Trump und Kim legen letzte Hand an

Kim Jong Un. Foto: epa/Kcna
Kim Jong Un. Foto: epa/Kcna

SINGAPUR (dpa) - Der Singapur-Gipfel beginnt erst am Dienstag, aber sowohl Trump als auch Kim sind schon da. Nach dem G7-Eklat braucht der US-Präsident nun einen Erfolg.

In Vorbereitung des vielleicht wichtigsten Treffen ihrer bisherigen politischen Karriere warten US-Präsident Donald Trump und Nordkoreas Machthaber Kim Jong Un in Singapur auf den Gipfelstart. Beide waren am Sonntag in den südostasiatischen Stadtstaat eingeflogen - Trump an Bord der Regierungsmaschine Air Force One, Kim mit einem Flugzeug der Air China.
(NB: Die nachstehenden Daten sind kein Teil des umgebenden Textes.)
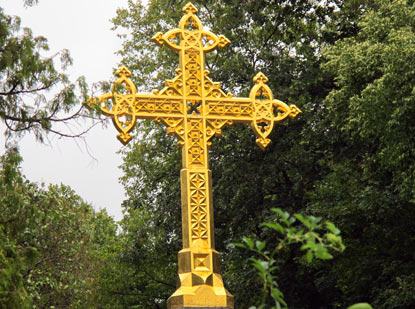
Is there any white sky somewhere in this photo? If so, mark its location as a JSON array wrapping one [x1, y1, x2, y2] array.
[[0, 0, 132, 221]]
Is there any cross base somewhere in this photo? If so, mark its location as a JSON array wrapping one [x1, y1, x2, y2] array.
[[167, 285, 234, 309]]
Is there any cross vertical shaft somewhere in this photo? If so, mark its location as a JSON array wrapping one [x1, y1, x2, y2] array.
[[91, 3, 301, 308]]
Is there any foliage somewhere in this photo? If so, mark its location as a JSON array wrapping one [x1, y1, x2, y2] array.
[[236, 208, 345, 309], [0, 150, 116, 308], [0, 4, 87, 141], [310, 1, 415, 308]]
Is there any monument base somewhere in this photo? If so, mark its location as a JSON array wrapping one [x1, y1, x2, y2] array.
[[167, 285, 234, 309]]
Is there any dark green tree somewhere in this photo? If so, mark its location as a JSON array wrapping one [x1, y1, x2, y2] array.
[[310, 1, 415, 308], [0, 0, 87, 141]]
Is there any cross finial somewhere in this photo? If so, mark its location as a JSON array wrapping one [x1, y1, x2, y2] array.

Der eigentliche Gipfel soll am Dienstag über die Bühne gehen. Möglicherweise gibt es aber noch diskrete Gespräche zur Vorbereitung, bevor sich Trump und Kim dann erstmals die Hand schütteln.

In US-Medien wurde am Sonntag gemutmaßt, Trump und Kim könnten versuchen, ihre bislang untrschiedlichen Definitionen des schwammigen Begriffes «Denuklearisierung» anzugleichen. Die atomare Abrüstung ist das Hauptanliegen der USA. Aber beide Seiten haben ein unterschiedliches Verständnis, was dieser Begriff der atomaren Abrüstung alles umfasst und in welchem Zeitraum abgerüstet werden soll.

Auch die Vorbereitungen für einen Friedensvertrag oder die Aufnahme diplomatischer Beziehungen könnten eine Rolle spielen. Kim hofft im Gegenzug für atomare Abrüstung auf internationale Anerkennung und wirtschaftliche Unterstützung.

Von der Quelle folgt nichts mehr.